Metrolife:The shapeless beast that Ray let loose

Metrolife:The shapeless beast that Ray let loose

A scene from 'Pratidwandi'.

In all of Satyajit Ray’s oeuvre, Pratidwandi remains the oddball. It was a gulp-inspiring venture of intelligent brashness that had no stylistic run-up in the films that preceded it, nor vestigial traces in the films that followed.

It was crafted possibly as retaliation to the local criticism that the maestro lacked political “commitment” (Ray’s quotes, not mine), and definitely as response to a new idiom in French cinema, with which Ray was smitten.

Pratidwandi was the result of Ray holding his own aesthetics by the horn and slamming it on its back.

The film has all the makings of just another melodrama. Siddhartha, an unemployed former medical student, before whom interview after interview falls like a stack of dominoes; his sister, a wannabe model, only glad to avail perks from her boss whom she is in all likelihood sleeping with; a brother who will be shot down for being a Naxal anyday; and a friend pig-headed in his determination to corrupt Sidhartha in the ways of women.

It’s easy to see how the story would have ended in the hands of a lesser filmmaker. Sister cheated; brother killed; Sidhartha corrupted, guilty. Everyone’s life sucks. The End.

In fact, pretty much nothing happens in the life of these characters. The meat of the film is cooked in far more interesting corners.

The nurse scene

One of the most iconic scenes in the movie is when the friend manages to get Siddhartha to a nurse, who moonlights as a prostitute. Siddhartha is facing the camera, while the friend lounges on a nearby bed. The nurse undresses teasingly in front of both of them and asks for a cigarette. The friend is out of stock; our hero must oblige.

Here, real cinema kicks in: Siddhartha gives her a cigarette, but doesn’t light it. “Manners, manners”, the friend shames him. With trembling fingers, he takes out a match, and the nurse, now only wearing a bra on top bends over. The match lights and Pratidwandi shifts to negative footage. We see their faces close together in negative, the tension visible even now.

The negative begins exactly at the moment the match is struck and ends exactly when Sidhartha blows it out.

Ray gives no explanation for this shift, nor any of the other ones in the movie. Why for instance, does a bunch of interviewees suddenly transform into skeletons and we hear a voice-over of a medical classroom lecture about the durability of bones? Go figure.

The dream sequences

Pratidwandi is composed of a series of prophetic nightmares, ominous daydreams and memories less about people and more about birds.
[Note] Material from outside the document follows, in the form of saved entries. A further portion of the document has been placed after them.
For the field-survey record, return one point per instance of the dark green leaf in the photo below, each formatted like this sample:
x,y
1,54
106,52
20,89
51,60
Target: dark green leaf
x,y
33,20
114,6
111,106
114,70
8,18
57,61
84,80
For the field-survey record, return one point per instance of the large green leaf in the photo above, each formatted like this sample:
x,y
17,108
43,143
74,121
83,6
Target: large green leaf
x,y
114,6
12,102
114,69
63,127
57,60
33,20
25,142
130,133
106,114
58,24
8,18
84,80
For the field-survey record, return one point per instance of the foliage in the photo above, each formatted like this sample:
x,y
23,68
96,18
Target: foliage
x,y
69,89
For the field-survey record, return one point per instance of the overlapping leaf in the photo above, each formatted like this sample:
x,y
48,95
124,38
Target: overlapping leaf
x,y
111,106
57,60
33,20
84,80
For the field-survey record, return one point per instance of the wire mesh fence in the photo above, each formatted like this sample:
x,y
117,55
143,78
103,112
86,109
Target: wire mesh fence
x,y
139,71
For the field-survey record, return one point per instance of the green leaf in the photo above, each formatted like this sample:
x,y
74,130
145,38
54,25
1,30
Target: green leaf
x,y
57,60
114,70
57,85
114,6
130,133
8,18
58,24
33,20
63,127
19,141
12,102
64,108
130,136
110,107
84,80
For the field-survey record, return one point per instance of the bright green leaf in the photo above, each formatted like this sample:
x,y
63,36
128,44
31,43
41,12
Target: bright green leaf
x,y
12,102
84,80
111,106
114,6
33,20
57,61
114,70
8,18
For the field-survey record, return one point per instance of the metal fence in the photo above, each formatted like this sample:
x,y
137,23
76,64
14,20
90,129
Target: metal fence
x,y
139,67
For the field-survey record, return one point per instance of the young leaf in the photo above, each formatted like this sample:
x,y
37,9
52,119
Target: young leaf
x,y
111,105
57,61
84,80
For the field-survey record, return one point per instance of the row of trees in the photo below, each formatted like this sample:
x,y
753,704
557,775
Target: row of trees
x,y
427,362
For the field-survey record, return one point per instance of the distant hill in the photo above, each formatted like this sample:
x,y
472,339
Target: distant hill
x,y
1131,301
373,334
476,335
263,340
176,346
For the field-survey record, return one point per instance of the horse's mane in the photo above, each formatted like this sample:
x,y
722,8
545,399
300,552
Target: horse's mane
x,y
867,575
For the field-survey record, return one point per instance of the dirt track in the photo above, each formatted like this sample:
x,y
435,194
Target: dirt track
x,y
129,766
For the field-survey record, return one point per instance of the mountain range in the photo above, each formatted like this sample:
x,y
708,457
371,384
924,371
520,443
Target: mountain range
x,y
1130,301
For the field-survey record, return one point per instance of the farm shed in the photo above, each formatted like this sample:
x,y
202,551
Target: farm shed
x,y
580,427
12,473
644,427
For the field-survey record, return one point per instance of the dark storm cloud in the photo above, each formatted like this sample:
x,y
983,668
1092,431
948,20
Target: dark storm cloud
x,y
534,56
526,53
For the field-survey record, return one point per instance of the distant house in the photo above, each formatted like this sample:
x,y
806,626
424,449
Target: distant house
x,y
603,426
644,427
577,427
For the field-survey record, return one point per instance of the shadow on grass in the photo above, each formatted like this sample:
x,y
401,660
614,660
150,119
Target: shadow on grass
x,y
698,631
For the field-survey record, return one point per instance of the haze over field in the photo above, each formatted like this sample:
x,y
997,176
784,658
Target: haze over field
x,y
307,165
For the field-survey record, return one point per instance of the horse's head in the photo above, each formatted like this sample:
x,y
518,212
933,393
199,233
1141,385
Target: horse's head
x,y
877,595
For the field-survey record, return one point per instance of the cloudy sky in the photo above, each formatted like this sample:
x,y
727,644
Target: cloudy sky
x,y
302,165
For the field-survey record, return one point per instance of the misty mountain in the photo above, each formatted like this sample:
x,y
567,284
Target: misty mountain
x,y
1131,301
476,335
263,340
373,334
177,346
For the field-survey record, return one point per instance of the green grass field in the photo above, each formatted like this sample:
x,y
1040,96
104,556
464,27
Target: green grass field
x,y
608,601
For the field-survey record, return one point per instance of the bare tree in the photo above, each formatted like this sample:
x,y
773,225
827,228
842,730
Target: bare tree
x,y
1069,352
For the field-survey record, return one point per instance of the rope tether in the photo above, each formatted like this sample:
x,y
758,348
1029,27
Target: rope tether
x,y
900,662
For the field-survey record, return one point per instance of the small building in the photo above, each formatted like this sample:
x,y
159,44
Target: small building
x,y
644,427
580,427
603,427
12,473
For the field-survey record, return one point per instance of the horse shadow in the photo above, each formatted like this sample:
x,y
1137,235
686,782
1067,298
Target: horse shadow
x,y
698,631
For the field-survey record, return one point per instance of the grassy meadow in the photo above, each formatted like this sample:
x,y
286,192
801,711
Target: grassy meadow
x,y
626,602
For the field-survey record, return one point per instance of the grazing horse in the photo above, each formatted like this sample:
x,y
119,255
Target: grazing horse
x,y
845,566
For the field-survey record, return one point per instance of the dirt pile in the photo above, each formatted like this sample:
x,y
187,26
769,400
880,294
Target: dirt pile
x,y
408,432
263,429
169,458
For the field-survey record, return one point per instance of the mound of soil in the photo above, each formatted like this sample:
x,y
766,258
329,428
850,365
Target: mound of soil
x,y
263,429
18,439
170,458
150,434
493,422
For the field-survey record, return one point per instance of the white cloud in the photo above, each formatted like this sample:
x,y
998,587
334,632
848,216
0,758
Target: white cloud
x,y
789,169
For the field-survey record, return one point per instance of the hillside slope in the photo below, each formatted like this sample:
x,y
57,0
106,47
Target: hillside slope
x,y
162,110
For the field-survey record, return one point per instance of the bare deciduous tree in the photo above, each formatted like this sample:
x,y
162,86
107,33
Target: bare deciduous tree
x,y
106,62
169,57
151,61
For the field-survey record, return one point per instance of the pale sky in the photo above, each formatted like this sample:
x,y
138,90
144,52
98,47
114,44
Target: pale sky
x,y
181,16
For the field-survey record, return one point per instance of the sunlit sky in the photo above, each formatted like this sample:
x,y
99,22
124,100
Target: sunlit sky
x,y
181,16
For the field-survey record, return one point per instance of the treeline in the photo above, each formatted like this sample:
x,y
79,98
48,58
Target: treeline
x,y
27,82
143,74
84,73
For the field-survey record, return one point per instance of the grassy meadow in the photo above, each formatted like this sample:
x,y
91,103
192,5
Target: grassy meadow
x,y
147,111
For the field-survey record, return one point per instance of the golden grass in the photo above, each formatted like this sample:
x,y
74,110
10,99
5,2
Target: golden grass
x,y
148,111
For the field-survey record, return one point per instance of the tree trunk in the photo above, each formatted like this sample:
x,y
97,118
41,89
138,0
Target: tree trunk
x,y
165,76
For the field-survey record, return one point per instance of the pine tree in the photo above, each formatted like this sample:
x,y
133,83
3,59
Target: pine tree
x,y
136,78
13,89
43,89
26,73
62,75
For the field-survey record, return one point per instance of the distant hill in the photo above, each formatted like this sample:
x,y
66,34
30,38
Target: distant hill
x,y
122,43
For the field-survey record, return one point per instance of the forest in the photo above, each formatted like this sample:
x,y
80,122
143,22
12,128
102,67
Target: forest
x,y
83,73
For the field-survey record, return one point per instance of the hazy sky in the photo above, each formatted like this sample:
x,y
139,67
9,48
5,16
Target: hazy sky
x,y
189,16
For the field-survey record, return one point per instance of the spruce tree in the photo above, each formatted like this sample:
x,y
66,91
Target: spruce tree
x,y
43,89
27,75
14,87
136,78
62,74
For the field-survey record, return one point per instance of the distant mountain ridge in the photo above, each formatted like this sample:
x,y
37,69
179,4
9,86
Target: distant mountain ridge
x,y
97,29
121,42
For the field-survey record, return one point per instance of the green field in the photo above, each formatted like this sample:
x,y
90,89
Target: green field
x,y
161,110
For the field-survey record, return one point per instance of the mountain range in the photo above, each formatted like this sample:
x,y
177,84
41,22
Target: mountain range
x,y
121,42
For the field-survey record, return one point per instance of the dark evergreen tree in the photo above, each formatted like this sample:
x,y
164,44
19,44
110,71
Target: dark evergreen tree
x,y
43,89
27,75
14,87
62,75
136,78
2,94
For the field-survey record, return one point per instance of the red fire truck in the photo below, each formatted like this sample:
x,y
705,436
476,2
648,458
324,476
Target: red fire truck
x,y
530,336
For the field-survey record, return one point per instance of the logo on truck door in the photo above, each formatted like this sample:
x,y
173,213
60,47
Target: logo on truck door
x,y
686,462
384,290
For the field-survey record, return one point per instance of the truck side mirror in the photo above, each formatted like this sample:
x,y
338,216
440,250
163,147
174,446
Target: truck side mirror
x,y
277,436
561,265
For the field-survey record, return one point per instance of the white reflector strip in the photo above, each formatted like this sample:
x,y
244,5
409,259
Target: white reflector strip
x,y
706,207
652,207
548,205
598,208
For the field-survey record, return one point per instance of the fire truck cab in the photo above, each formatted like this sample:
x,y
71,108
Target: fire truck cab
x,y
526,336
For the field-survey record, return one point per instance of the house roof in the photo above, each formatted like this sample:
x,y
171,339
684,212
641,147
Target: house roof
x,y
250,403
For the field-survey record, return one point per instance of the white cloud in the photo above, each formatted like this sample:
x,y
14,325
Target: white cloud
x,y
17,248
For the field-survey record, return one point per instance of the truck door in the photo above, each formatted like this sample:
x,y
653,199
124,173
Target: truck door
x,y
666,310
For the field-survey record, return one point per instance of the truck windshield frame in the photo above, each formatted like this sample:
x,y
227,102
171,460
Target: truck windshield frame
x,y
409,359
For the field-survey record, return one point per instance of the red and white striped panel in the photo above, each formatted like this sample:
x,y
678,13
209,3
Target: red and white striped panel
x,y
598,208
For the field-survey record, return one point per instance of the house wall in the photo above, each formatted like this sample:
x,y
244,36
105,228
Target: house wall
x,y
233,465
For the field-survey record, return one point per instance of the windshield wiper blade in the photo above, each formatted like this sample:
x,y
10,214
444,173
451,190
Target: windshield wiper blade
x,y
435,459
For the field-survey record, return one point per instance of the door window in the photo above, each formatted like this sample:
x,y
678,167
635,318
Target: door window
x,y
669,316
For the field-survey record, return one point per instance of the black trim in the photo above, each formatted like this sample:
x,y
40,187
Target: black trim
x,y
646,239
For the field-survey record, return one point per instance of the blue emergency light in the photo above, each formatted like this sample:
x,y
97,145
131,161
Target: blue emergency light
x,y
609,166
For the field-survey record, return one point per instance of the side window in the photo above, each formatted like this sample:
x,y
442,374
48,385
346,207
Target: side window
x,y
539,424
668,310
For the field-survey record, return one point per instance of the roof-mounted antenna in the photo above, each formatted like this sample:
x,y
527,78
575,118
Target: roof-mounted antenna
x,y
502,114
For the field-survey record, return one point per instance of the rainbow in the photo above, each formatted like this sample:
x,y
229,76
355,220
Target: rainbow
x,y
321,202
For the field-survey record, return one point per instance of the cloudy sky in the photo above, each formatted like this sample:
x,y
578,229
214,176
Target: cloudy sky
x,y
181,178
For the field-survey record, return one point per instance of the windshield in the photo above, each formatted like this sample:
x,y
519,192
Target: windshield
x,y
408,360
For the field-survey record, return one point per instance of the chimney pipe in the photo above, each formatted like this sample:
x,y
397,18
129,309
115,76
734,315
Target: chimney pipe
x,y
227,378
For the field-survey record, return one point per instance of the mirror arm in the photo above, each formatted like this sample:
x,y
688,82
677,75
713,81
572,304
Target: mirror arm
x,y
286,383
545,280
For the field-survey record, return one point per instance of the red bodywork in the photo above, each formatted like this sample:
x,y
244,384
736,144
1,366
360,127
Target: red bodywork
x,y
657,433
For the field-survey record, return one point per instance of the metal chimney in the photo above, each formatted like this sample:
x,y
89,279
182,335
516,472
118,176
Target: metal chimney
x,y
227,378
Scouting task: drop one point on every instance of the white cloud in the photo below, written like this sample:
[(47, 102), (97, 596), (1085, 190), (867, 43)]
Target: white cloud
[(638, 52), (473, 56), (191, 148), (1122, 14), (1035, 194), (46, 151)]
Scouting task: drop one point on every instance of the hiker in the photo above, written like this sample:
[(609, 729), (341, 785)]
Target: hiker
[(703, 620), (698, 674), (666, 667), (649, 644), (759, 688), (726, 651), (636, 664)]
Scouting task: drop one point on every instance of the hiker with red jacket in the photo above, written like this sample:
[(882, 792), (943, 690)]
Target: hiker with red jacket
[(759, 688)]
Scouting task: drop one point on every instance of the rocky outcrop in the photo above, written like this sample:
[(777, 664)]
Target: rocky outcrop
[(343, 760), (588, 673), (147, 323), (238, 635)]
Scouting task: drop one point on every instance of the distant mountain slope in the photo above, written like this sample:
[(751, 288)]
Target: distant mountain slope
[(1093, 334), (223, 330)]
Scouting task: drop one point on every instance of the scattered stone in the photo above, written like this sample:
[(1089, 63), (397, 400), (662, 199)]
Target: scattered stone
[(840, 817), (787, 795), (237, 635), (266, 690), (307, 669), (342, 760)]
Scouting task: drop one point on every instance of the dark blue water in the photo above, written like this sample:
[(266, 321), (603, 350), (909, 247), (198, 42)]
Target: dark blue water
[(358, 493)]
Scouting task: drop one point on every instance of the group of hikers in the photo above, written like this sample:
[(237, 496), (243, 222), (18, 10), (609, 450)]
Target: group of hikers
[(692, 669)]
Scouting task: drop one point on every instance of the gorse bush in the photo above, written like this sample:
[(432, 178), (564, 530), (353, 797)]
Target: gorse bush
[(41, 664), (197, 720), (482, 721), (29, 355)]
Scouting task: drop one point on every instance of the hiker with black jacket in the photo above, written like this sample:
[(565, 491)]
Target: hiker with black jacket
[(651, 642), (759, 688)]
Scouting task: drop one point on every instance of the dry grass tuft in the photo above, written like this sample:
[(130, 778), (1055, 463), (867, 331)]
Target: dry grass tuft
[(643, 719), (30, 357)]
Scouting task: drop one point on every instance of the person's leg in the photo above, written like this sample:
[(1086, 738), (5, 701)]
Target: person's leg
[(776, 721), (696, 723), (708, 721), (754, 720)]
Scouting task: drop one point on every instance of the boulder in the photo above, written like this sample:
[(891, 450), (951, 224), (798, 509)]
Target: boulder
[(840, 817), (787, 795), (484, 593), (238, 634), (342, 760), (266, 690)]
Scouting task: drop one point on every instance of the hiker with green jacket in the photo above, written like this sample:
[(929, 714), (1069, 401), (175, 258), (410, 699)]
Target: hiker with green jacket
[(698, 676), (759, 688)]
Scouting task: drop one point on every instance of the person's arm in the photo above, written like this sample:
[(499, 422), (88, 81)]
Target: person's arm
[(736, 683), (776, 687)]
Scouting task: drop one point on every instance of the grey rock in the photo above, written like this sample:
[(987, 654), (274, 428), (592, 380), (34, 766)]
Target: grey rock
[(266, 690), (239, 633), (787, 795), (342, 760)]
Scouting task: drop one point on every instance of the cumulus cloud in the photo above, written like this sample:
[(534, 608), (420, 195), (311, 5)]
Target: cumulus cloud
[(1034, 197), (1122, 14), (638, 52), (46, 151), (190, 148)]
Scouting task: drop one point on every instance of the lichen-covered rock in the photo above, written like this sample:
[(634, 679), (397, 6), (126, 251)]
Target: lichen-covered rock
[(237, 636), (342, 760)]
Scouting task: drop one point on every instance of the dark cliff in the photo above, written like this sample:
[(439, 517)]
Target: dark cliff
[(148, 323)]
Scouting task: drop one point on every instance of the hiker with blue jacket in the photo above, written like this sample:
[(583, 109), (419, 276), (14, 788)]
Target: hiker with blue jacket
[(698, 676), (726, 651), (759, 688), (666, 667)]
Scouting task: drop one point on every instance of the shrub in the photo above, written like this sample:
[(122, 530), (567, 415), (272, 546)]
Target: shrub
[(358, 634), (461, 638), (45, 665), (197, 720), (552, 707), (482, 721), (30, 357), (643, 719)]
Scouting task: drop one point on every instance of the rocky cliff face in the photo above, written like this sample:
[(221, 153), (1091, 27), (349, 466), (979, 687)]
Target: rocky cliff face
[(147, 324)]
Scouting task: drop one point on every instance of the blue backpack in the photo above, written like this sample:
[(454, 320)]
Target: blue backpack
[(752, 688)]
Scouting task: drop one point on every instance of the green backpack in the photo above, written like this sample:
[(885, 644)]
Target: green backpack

Dreams that are integral to the plot have been present in Ray’s stories since Devi (1960). But there the dream was shot merely as a utilitarian device — Ray was essentially saying: “Wake up, dude. We need to get the story going”.

He one-upped his game in Nayak (1967), where a superstar’s dream showed him drowning in a quicksand of money, from which we see hands of others who must have drowned earlier sprouted out, as if reaching out for a last straw. Problem there was that it resembled older horror movies too much and the dream was completely subsumed by its symbolism.

In Pratidwandi, the dreammaker in Ray comes of age. In Siddhartha’s dream, when the firing squad takes aim at his brother on a beach, his sister stands nearby posing as a model against the backdrop of a debacle Siddhartha had seen earlier in the day. The brother is shot, he falls. Someone runs along the beach to the succumbing man — it’s a nurse. The nurse. She looks up, but suddenly it’s not her, it’s now his sister, and suddenly it’s not her either, it’s a girl he fancies. The dream ends without further ado or explanation.

The dream is masterfully composed. It’s part symbolic as many dreams are, but it’s also, as it must be, part illogical or dream-logical.

What Ray had created with Pratidwandi is a shapeless beast, or rather one with no identifiable shape. It creates a complex fabric of reality that goes well beyond the theme of political alienation. That layer would seem only the icing on the cake if not for the rich and moist phantasmagoria beneath it. Reality in Pratidwandi feels like standing on a bridge and hearing a majestic current flow beneath you.